Christmas was around the corner and the St. Nicholas Grand Ball, a gala that was the talk of Dallas, was a mere ten days away. There seemed to be more workers than guests in the lobby, which Birdie took as a good sign. It was obvious the hotel was sparing no expense. Surely they could use another employee. At least until the ball was over.
“Excuse me,” Birdie said as she approached a woman in a black maid’s outfit who was setting ornamental glass balls in a silver tureen.
“Yes?” the woman said as she looked up, a pleasant expression on her face. She eyed Birdie’s travel-worn clothes and dusty suitcase. Her expression changed. Clearly, this was not someone she needed to indulge. “What is it, girl? I’m busy.”
“I’d like to speak with Mrs. Cockrell,” Birdie said, making sure her voice didn’t quaver.
“You and every other floater,” the woman snorted, and went back to arranging her centerpiece.
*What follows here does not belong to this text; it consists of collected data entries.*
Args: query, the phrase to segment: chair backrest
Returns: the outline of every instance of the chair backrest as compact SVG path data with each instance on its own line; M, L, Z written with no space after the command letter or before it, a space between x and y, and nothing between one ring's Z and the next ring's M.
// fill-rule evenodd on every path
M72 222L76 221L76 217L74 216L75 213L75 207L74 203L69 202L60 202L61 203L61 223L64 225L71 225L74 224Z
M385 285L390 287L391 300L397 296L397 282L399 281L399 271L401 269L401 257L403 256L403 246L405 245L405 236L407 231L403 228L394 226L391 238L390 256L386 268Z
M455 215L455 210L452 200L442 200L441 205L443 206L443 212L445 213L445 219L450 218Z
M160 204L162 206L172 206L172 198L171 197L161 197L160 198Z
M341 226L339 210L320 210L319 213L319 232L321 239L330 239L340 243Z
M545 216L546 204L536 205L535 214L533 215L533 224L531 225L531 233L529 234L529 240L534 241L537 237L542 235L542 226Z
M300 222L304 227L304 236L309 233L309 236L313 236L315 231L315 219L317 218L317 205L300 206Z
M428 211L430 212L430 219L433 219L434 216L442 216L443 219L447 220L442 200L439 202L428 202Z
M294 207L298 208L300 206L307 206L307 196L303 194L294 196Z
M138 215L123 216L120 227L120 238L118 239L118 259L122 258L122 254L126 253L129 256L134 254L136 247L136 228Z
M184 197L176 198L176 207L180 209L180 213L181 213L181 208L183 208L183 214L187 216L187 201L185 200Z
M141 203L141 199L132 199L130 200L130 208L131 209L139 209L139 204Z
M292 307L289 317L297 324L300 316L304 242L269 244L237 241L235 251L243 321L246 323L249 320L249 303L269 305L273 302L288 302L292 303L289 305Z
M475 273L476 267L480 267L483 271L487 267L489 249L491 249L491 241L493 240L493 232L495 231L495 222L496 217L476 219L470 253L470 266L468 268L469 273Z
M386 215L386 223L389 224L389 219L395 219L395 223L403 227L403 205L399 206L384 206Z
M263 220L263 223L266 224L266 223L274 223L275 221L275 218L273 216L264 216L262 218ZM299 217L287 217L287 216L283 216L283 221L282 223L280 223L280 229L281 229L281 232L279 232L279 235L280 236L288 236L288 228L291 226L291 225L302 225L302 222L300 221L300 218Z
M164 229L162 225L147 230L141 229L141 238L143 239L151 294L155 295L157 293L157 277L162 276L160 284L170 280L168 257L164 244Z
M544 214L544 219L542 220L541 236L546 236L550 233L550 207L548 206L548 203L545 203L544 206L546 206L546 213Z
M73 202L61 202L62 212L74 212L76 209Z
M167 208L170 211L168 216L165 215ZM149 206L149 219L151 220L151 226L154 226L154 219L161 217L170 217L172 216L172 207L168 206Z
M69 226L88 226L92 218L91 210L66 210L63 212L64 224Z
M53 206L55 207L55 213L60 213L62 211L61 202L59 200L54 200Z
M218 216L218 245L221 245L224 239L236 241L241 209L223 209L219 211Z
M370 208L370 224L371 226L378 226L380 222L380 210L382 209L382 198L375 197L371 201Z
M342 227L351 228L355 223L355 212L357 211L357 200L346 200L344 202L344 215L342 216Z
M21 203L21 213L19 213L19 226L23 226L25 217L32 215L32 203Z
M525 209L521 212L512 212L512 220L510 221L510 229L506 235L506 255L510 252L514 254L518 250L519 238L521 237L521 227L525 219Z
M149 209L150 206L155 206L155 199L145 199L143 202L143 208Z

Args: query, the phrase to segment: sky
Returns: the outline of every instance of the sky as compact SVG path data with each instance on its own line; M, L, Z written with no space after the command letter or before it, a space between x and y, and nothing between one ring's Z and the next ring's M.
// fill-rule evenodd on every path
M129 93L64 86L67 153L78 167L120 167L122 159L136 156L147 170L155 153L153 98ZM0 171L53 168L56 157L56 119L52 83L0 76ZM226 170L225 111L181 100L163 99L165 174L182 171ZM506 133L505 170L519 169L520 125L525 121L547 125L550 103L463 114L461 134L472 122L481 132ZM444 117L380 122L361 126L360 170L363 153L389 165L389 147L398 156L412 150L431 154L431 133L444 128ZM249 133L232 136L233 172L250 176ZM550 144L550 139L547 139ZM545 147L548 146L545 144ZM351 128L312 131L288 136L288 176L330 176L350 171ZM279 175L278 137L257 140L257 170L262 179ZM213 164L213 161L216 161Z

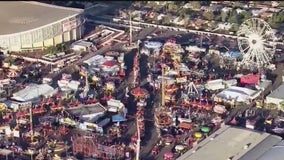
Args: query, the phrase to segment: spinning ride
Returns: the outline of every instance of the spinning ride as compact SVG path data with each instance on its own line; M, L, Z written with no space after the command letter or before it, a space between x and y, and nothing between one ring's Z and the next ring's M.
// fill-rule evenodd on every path
M243 22L237 32L242 64L265 67L274 56L276 37L272 28L262 19L251 18Z
M17 76L18 76L18 73L15 70L10 70L9 73L7 74L8 78L15 78Z
M137 87L130 92L135 98L146 98L148 91L146 89Z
Birdie didn’t flinch. Floater was not a word Birdie had ever heard in Bunratty, Ireland. In Bunratty, the woman would have been calling her a loafer. Although no one at home had ever called Birdie a loafer. She came from a good family who, while poor, always managed to make ends meet. Her family had been part of the fabric of the town. The first time floater had been hurled at her in New Orleans she didn’t even know what it meant. The accusation stung, but like everything else in her life since stepping foot in America, she’d learned to brush it off.
“I have references,” Birdie said.
The woman’s hands fumbled with one of the glass balls. She lost her grip and she gasped as the ball slid out of her fingers. Birdie managed to rescue it before it hit the floor. The woman’s hands flew to her heart.